Somme toute, nous ne sommes pas des êtres humains focalisés exclusivement sur notre sens logique et rationnel, mais nous sommes enclins à suivre le sens du cœur et des sentiments, raison sans doute pour laquelle beaucoup de Libanais restent et aiment toujours la patrie, sans forcément comprendre pourquoi, rationnellement. 

Beaucoup ressentent le besoin de rester, surtout quand la situation empire. 

 

Se résumer automatiquement à cette logique issue de cette adaptation du pari serait en quelque sorte s’avouer vaincu, et avouer sa défaite. 

Avouer sa défaite face à une incompétence qui n’est pas la nôtre finalement, de laquelle nous avons hérité, et devant laquelle nous ne devons pas reculer. 

 

Combattre : du Liban ou d’ailleurs

Chaque nouveau scandale, chaque nouvelle démonstration d’incompétence du gouvernement est une insulte à la dignité et l’intellect de chaque Libanais.
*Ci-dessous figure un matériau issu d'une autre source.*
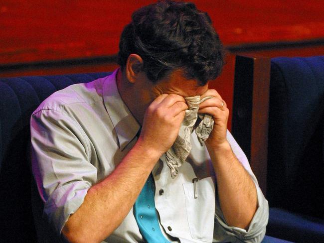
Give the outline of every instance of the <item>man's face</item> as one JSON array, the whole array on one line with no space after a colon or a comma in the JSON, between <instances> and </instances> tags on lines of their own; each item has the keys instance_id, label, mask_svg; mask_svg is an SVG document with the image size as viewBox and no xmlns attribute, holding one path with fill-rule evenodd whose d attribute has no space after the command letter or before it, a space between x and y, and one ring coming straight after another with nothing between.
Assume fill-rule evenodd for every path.
<instances>
[{"instance_id":1,"label":"man's face","mask_svg":"<svg viewBox=\"0 0 324 243\"><path fill-rule=\"evenodd\" d=\"M201 95L207 91L208 87L208 83L199 86L196 80L188 80L184 77L181 70L177 69L154 85L152 92L154 99L162 94L175 94L187 97Z\"/></svg>"}]
</instances>

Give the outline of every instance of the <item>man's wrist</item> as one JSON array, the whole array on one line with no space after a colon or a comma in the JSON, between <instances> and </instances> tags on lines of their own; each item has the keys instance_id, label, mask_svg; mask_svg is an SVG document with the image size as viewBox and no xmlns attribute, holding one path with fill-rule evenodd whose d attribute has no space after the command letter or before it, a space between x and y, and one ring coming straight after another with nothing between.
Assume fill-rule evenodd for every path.
<instances>
[{"instance_id":1,"label":"man's wrist","mask_svg":"<svg viewBox=\"0 0 324 243\"><path fill-rule=\"evenodd\" d=\"M158 161L163 153L161 150L156 149L140 139L138 140L133 149L135 149L138 153L149 160L151 159L154 161Z\"/></svg>"}]
</instances>

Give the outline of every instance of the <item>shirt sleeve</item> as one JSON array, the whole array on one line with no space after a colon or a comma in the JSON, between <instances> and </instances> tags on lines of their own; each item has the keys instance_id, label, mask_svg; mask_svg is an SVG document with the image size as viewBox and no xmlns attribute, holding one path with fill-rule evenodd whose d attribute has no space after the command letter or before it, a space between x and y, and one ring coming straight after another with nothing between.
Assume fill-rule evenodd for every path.
<instances>
[{"instance_id":1,"label":"shirt sleeve","mask_svg":"<svg viewBox=\"0 0 324 243\"><path fill-rule=\"evenodd\" d=\"M80 126L60 111L43 109L30 119L32 168L43 217L59 235L97 180L90 143Z\"/></svg>"},{"instance_id":2,"label":"shirt sleeve","mask_svg":"<svg viewBox=\"0 0 324 243\"><path fill-rule=\"evenodd\" d=\"M220 210L219 201L216 196L215 211L215 226L213 242L261 242L266 233L266 227L269 218L269 206L259 187L257 179L253 174L247 158L232 134L227 131L227 139L233 152L251 176L257 190L258 208L247 231L227 225Z\"/></svg>"}]
</instances>

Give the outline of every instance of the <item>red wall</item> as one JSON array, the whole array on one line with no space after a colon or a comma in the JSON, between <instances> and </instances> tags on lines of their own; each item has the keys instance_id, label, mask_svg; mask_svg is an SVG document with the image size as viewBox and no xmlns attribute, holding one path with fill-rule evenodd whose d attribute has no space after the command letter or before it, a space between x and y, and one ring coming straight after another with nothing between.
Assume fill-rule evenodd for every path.
<instances>
[{"instance_id":1,"label":"red wall","mask_svg":"<svg viewBox=\"0 0 324 243\"><path fill-rule=\"evenodd\" d=\"M112 70L131 13L154 1L2 0L0 77ZM212 86L230 109L235 55L324 55L322 0L192 1L209 13L228 49L227 64Z\"/></svg>"}]
</instances>

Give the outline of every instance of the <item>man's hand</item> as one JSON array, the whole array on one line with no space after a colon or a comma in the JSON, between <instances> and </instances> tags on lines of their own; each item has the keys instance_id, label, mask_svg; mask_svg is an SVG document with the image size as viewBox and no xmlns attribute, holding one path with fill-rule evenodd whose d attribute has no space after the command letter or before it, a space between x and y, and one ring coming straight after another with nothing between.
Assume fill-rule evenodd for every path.
<instances>
[{"instance_id":1,"label":"man's hand","mask_svg":"<svg viewBox=\"0 0 324 243\"><path fill-rule=\"evenodd\" d=\"M247 230L257 209L257 193L251 177L238 160L226 139L229 111L215 90L201 98L213 96L200 104L199 113L214 119L214 127L206 145L216 175L220 207L227 224Z\"/></svg>"},{"instance_id":2,"label":"man's hand","mask_svg":"<svg viewBox=\"0 0 324 243\"><path fill-rule=\"evenodd\" d=\"M210 147L217 149L227 142L226 131L229 111L225 101L216 90L208 90L200 98L207 96L213 96L213 98L200 104L198 112L207 113L213 117L214 128L206 143Z\"/></svg>"},{"instance_id":3,"label":"man's hand","mask_svg":"<svg viewBox=\"0 0 324 243\"><path fill-rule=\"evenodd\" d=\"M182 96L159 96L146 110L138 142L162 155L174 142L187 109Z\"/></svg>"}]
</instances>

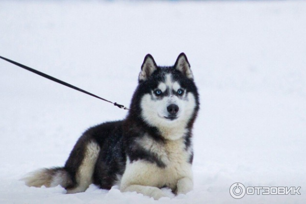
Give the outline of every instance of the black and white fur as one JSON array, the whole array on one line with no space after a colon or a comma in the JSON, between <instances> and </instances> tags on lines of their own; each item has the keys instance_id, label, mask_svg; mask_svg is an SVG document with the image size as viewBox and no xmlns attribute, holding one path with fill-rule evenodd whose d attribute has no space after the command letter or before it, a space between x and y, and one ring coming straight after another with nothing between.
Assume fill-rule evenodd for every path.
<instances>
[{"instance_id":1,"label":"black and white fur","mask_svg":"<svg viewBox=\"0 0 306 204\"><path fill-rule=\"evenodd\" d=\"M192 190L192 131L199 97L186 55L173 66L158 66L147 55L123 120L90 128L80 138L65 166L43 169L23 178L29 186L60 185L67 193L91 184L155 199L168 187L178 194Z\"/></svg>"}]
</instances>

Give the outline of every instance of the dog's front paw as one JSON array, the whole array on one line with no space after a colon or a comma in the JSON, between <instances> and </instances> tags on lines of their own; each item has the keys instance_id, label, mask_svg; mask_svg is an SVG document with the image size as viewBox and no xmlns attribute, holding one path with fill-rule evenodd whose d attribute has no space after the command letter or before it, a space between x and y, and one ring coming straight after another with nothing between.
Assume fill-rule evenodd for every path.
<instances>
[{"instance_id":1,"label":"dog's front paw","mask_svg":"<svg viewBox=\"0 0 306 204\"><path fill-rule=\"evenodd\" d=\"M154 188L152 189L152 191L150 193L150 196L154 198L155 200L158 200L163 197L169 197L163 191L157 188Z\"/></svg>"}]
</instances>

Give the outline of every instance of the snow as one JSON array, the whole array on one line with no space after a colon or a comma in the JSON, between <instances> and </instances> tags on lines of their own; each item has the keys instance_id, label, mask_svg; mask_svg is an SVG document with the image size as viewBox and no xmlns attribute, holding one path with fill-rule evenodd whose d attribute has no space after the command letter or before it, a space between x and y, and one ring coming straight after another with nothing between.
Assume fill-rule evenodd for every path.
<instances>
[{"instance_id":1,"label":"snow","mask_svg":"<svg viewBox=\"0 0 306 204\"><path fill-rule=\"evenodd\" d=\"M2 56L128 106L146 54L170 65L184 52L201 101L187 195L29 188L23 175L62 166L87 128L126 111L0 60L0 202L304 203L305 24L298 1L0 1ZM235 199L236 182L301 195Z\"/></svg>"}]
</instances>

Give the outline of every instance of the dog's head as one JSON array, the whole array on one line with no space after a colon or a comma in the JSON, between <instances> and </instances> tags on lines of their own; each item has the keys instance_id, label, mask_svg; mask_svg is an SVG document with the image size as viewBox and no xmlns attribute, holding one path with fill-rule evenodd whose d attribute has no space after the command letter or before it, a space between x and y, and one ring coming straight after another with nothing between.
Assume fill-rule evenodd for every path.
<instances>
[{"instance_id":1,"label":"dog's head","mask_svg":"<svg viewBox=\"0 0 306 204\"><path fill-rule=\"evenodd\" d=\"M147 55L138 80L131 105L132 109L137 108L133 111L138 117L163 132L192 127L199 108L198 94L185 54L170 67L157 66Z\"/></svg>"}]
</instances>

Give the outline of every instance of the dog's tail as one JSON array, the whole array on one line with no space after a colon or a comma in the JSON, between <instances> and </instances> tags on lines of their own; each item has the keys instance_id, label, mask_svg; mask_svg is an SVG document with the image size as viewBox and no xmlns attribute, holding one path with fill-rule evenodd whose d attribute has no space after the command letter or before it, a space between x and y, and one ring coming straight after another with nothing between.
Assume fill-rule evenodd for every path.
<instances>
[{"instance_id":1,"label":"dog's tail","mask_svg":"<svg viewBox=\"0 0 306 204\"><path fill-rule=\"evenodd\" d=\"M64 167L44 168L29 173L20 180L28 186L55 187L61 185L68 188L73 185L73 182L69 173Z\"/></svg>"}]
</instances>

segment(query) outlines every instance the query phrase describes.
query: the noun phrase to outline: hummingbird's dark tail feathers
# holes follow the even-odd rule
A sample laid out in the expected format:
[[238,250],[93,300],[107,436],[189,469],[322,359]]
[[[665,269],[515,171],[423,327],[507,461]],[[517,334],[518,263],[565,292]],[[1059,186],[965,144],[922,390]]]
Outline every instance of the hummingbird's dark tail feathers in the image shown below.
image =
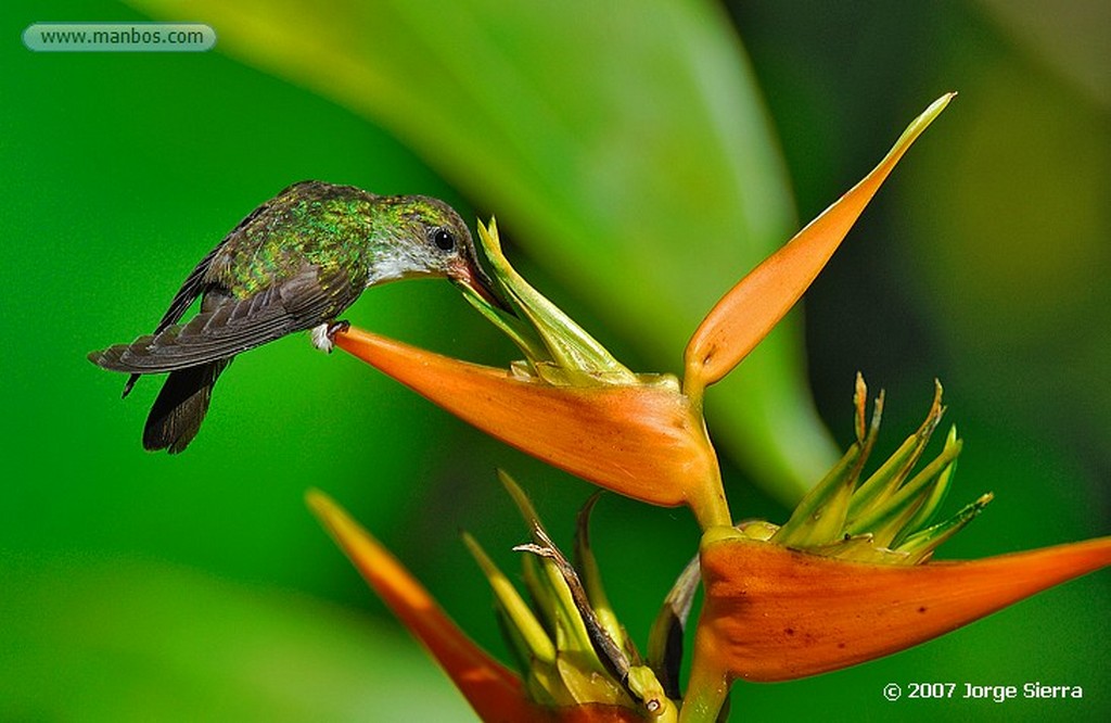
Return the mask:
[[212,398],[212,387],[231,358],[170,373],[142,430],[142,446],[150,452],[178,454],[201,428]]

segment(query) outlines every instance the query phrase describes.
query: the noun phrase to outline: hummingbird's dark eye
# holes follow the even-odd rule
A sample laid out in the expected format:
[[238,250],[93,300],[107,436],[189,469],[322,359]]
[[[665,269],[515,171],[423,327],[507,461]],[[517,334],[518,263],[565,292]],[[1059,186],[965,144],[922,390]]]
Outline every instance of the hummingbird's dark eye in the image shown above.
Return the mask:
[[432,242],[441,251],[450,251],[456,248],[456,237],[446,228],[438,228],[432,231]]

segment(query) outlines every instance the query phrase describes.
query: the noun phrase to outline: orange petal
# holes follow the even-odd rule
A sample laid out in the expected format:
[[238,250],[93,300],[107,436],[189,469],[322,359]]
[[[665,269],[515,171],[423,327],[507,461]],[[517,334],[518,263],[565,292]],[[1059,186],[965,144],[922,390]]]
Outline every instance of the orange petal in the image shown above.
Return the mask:
[[703,542],[701,558],[699,680],[785,681],[895,653],[1104,567],[1111,537],[903,566],[842,562],[728,533]]
[[728,524],[717,456],[673,388],[552,386],[356,328],[336,343],[522,452],[634,499],[689,504],[703,527]]
[[872,172],[764,259],[718,301],[684,354],[692,397],[729,374],[794,306],[840,246],[903,152],[955,93],[942,96],[907,128]]
[[526,697],[520,679],[467,637],[370,533],[327,495],[310,491],[307,499],[367,583],[428,648],[482,720],[546,720],[547,710]]

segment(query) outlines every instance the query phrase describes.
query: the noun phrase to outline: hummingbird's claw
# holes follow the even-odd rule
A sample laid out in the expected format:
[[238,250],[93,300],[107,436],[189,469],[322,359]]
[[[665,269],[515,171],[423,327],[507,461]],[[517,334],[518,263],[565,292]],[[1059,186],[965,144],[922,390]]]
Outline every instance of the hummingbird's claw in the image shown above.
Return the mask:
[[347,319],[340,319],[339,321],[332,321],[328,325],[328,338],[336,343],[336,335],[340,331],[347,331],[351,328],[351,323]]
[[336,335],[340,331],[347,331],[350,328],[351,323],[347,319],[314,326],[312,327],[312,346],[317,347],[321,351],[331,354],[332,347],[336,346]]

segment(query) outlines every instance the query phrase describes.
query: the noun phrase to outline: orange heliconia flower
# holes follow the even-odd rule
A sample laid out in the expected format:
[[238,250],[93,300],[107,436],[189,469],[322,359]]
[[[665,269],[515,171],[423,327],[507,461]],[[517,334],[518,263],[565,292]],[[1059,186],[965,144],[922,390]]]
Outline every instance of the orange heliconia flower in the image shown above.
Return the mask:
[[310,491],[309,506],[367,583],[417,636],[483,721],[500,723],[632,723],[628,707],[546,707],[526,694],[520,677],[468,637],[429,592],[370,533],[327,495]]
[[697,677],[787,681],[925,642],[1111,564],[1111,537],[967,562],[847,562],[711,531]]
[[336,344],[522,452],[704,526],[728,524],[718,458],[701,417],[667,384],[554,386],[351,328]]
[[768,336],[829,261],[907,149],[955,95],[933,101],[879,166],[718,301],[683,354],[684,392],[700,399],[702,389],[729,374]]

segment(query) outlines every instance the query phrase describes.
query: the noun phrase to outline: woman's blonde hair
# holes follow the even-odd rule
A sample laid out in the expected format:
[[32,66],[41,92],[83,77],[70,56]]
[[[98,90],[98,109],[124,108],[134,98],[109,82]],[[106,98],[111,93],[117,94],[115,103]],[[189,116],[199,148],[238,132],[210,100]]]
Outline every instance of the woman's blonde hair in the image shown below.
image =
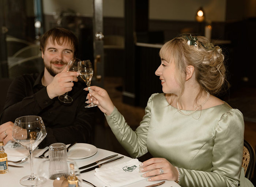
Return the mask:
[[[197,39],[196,45],[188,44],[188,39],[193,38]],[[186,68],[189,65],[195,68],[196,80],[201,89],[199,93],[206,90],[216,95],[222,90],[223,83],[227,83],[222,52],[219,47],[214,46],[205,37],[186,34],[166,43],[159,56],[168,62],[174,62],[176,80],[181,87],[180,95],[184,91]],[[199,94],[196,100],[199,96]]]

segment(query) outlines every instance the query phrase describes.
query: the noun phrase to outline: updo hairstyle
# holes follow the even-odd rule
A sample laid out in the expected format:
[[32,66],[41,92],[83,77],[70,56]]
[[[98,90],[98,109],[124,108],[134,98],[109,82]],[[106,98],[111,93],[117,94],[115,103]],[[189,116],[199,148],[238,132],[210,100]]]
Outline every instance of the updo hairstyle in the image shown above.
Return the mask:
[[176,80],[182,88],[180,95],[184,91],[186,68],[189,65],[195,68],[196,80],[201,91],[217,95],[226,81],[221,49],[203,36],[197,36],[196,45],[190,45],[186,35],[190,36],[184,34],[166,43],[160,50],[160,57],[175,63]]

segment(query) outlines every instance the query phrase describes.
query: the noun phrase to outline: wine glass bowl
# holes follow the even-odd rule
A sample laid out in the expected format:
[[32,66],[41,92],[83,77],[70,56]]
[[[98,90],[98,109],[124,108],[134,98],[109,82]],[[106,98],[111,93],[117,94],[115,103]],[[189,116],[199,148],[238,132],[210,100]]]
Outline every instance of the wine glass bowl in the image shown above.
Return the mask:
[[12,137],[14,140],[29,151],[31,174],[20,180],[26,186],[41,185],[46,181],[44,177],[34,174],[32,152],[46,136],[47,133],[42,118],[37,116],[26,116],[17,118],[14,125]]
[[[93,68],[91,61],[90,60],[86,60],[79,62],[78,69],[80,77],[86,83],[88,89],[90,89],[91,81],[93,75]],[[91,103],[84,107],[89,108],[98,106],[98,104],[93,103],[91,98]]]
[[[77,58],[74,57],[71,58],[67,65],[67,71],[78,71],[78,62],[80,61],[81,61],[81,60]],[[60,95],[58,97],[59,100],[65,103],[72,103],[73,102],[73,99],[70,96],[68,95],[68,92],[67,92],[64,94]]]

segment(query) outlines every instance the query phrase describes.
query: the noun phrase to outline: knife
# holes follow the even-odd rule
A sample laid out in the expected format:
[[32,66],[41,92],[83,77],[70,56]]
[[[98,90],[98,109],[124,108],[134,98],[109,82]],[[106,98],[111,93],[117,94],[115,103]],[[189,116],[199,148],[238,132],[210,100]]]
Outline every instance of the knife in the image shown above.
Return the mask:
[[74,143],[72,143],[70,145],[68,146],[68,148],[67,148],[67,152],[68,152],[68,150],[70,149],[71,148],[73,147],[74,145],[76,145],[76,143],[77,143],[77,142],[75,142]]
[[12,167],[16,167],[16,168],[24,168],[24,166],[20,166],[19,165],[13,165],[12,164],[8,164],[8,166],[11,166]]
[[116,157],[117,155],[118,155],[118,154],[113,154],[113,155],[111,155],[111,156],[108,156],[108,157],[106,157],[106,158],[104,158],[104,159],[102,159],[99,160],[97,160],[96,162],[92,163],[91,164],[89,164],[84,165],[84,166],[82,166],[82,167],[80,167],[78,168],[78,169],[84,169],[85,168],[88,168],[88,167],[90,167],[93,165],[95,165],[95,164],[97,164],[99,162],[101,162],[101,161],[103,161],[103,160],[106,160],[109,159],[111,159],[111,158],[113,158],[113,157]]
[[80,171],[80,173],[85,173],[86,172],[87,172],[88,171],[91,171],[91,170],[93,170],[94,169],[95,169],[96,168],[99,168],[101,166],[102,166],[102,165],[104,164],[108,164],[108,163],[110,163],[111,162],[113,162],[114,161],[116,161],[116,160],[117,160],[119,159],[123,159],[124,158],[124,156],[120,156],[119,157],[117,157],[117,158],[115,158],[114,159],[112,159],[110,160],[109,160],[108,161],[107,161],[106,162],[103,162],[102,164],[99,164],[98,165],[95,165],[95,166],[94,166],[93,167],[92,167],[91,168],[90,168],[89,169],[84,169],[84,170],[83,170],[82,171]]
[[163,184],[165,182],[165,181],[163,181],[159,183],[157,183],[154,184],[152,184],[152,185],[147,186],[145,186],[145,187],[153,187],[153,186],[158,186],[161,185],[161,184]]

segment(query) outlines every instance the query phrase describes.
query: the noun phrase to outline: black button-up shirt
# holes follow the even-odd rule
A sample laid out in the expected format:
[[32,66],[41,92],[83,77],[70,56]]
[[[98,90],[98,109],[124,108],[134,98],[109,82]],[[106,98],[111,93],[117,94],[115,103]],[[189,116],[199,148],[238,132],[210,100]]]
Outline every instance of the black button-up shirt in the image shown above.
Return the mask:
[[42,84],[44,72],[26,74],[16,78],[10,85],[1,124],[25,115],[40,116],[46,127],[47,135],[39,147],[42,148],[57,142],[66,144],[76,141],[85,143],[91,140],[97,107],[84,108],[88,92],[83,89],[85,83],[74,82],[68,95],[72,103],[65,104],[56,97],[50,99],[46,87]]

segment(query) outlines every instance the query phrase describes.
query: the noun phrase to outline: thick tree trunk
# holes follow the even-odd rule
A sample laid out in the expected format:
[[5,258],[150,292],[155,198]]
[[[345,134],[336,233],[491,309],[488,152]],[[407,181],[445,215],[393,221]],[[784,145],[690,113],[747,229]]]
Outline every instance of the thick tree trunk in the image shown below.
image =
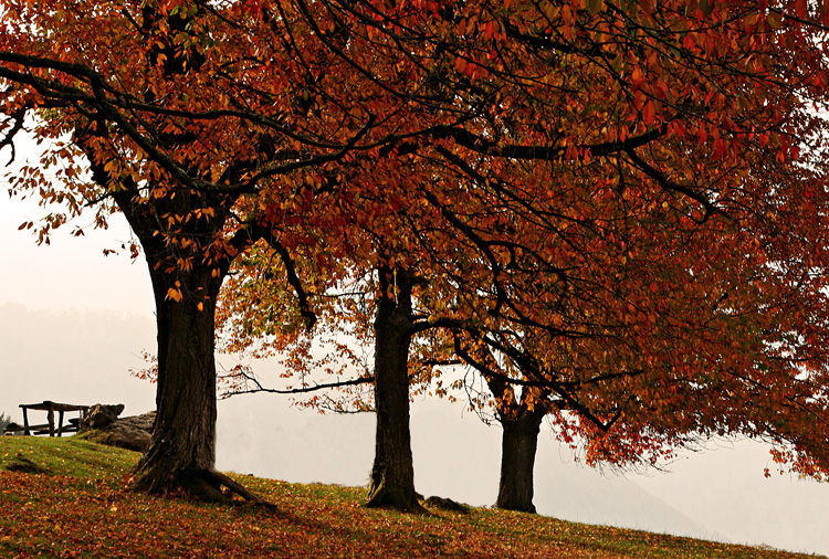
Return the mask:
[[409,345],[411,288],[408,271],[379,270],[380,296],[375,319],[375,403],[377,442],[369,507],[420,510],[409,432]]
[[521,410],[515,416],[502,416],[501,481],[497,508],[535,513],[533,470],[538,446],[543,411]]
[[[157,411],[134,487],[182,486],[203,498],[221,498],[209,475],[216,458],[213,310],[220,282],[204,266],[176,273],[150,266],[150,275],[158,324]],[[181,300],[168,297],[170,288],[179,289]]]

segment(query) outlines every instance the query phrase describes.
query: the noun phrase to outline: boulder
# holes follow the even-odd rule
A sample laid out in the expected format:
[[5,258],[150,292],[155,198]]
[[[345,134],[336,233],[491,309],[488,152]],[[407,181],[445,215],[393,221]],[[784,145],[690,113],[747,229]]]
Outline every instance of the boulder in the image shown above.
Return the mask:
[[91,441],[129,451],[146,452],[153,435],[156,412],[116,419],[113,423],[98,429],[84,429],[83,436]]
[[86,416],[81,420],[81,429],[101,429],[112,425],[124,411],[124,404],[104,404],[97,403],[90,408]]
[[470,511],[470,507],[468,505],[463,505],[461,503],[458,503],[457,500],[452,500],[445,497],[429,497],[423,503],[428,507],[449,510],[450,513],[460,513],[462,515],[466,515]]
[[155,421],[156,412],[154,411],[143,415],[119,419],[106,429],[106,444],[130,451],[146,452],[149,449]]

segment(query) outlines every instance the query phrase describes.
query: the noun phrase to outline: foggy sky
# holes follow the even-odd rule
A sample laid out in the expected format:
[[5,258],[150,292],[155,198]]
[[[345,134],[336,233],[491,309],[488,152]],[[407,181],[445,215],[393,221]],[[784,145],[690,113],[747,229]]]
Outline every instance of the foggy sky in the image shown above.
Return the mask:
[[[0,186],[1,187],[1,186]],[[0,188],[4,192],[4,188]],[[124,403],[124,415],[154,407],[154,386],[130,377],[155,350],[149,277],[143,261],[104,257],[129,238],[111,231],[36,247],[17,231],[31,204],[0,200],[0,411],[42,400]],[[262,366],[259,372],[270,372]],[[497,493],[501,432],[460,404],[412,404],[416,486],[472,505]],[[669,531],[829,555],[829,486],[773,474],[767,449],[751,442],[682,455],[672,473],[620,477],[583,467],[545,429],[535,505],[559,518]],[[219,403],[218,467],[293,482],[365,485],[374,416],[321,415],[285,398],[237,397]]]

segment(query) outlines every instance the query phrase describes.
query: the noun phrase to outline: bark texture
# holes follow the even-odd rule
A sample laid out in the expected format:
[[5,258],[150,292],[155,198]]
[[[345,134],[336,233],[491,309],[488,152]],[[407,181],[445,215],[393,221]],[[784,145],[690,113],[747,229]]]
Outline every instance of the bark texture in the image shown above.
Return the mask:
[[379,270],[375,319],[375,403],[377,439],[369,507],[420,510],[409,431],[409,346],[412,331],[413,274]]
[[514,416],[502,416],[501,481],[497,508],[535,513],[533,505],[533,472],[538,432],[545,413],[524,408]]
[[[158,325],[156,423],[134,486],[154,492],[181,485],[201,497],[221,498],[204,475],[216,460],[217,282],[209,270],[150,274]],[[185,298],[167,298],[169,288],[181,289]]]

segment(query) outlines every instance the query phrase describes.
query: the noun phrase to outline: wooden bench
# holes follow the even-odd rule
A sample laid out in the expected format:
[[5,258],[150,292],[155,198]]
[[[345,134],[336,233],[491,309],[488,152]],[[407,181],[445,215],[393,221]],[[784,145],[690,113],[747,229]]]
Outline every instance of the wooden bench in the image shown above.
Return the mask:
[[[21,403],[20,408],[23,409],[23,424],[22,425],[8,425],[3,430],[3,434],[18,434],[23,433],[24,435],[45,435],[49,436],[61,436],[63,433],[76,432],[81,421],[86,416],[90,411],[90,405],[76,405],[71,403],[57,403],[51,400],[45,400],[41,403]],[[29,424],[29,411],[45,411],[46,423],[38,425]],[[54,413],[57,412],[57,425],[55,428]],[[63,418],[66,412],[78,412],[80,416],[71,418],[66,421],[66,425],[63,424]]]

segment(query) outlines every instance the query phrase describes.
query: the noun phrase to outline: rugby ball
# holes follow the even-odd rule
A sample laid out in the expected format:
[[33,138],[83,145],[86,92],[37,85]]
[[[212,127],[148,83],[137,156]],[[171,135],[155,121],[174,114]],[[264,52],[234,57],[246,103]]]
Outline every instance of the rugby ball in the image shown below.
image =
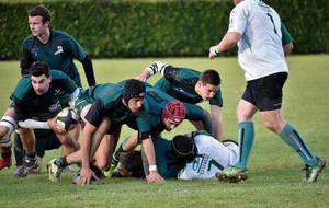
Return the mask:
[[57,124],[66,131],[70,130],[78,123],[78,116],[71,108],[66,107],[57,114]]

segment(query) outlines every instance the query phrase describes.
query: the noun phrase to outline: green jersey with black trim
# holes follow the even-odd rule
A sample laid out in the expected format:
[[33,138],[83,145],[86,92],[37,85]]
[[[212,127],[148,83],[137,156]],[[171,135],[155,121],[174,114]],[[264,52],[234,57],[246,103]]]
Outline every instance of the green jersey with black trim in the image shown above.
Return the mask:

Face à ces insultes qui se répètent, quitter le Liban est une bonne option, une option préservant la dignité. Ce qui compte serait de lutter, de combattre. 

Nous entendrons souvent certains dire qu’il faut rester fidèle à la patrie, et ne pas quitter le pays. Mais rester au Liban dans un état végétatif subissant le mutisme absolu coup après coup n’aide pas la situation : celle-ci ne fait qu’empirer. 

Plus nous sommes muets face à l’injustice, plus celle-ci prend son aise dans son entreprise, ou le cas échéant, plus ils prennent leur aise dans leur entreprise de pillage – et c’est peu dire - qui se fait désormais à découvert. 

Il s’agit donc de combattre, du Liban ou hors de lui, de manifester, notamment par les idées, les écrits et les débats, pour tenter de fissurer et d’abattre les monuments d’incompétence que sont devenus notre État et notre gouvernement. 

Cela serait une forme de résistance, mais avant tout une forme d’espoir, non pas en le pays, mais en soi-même.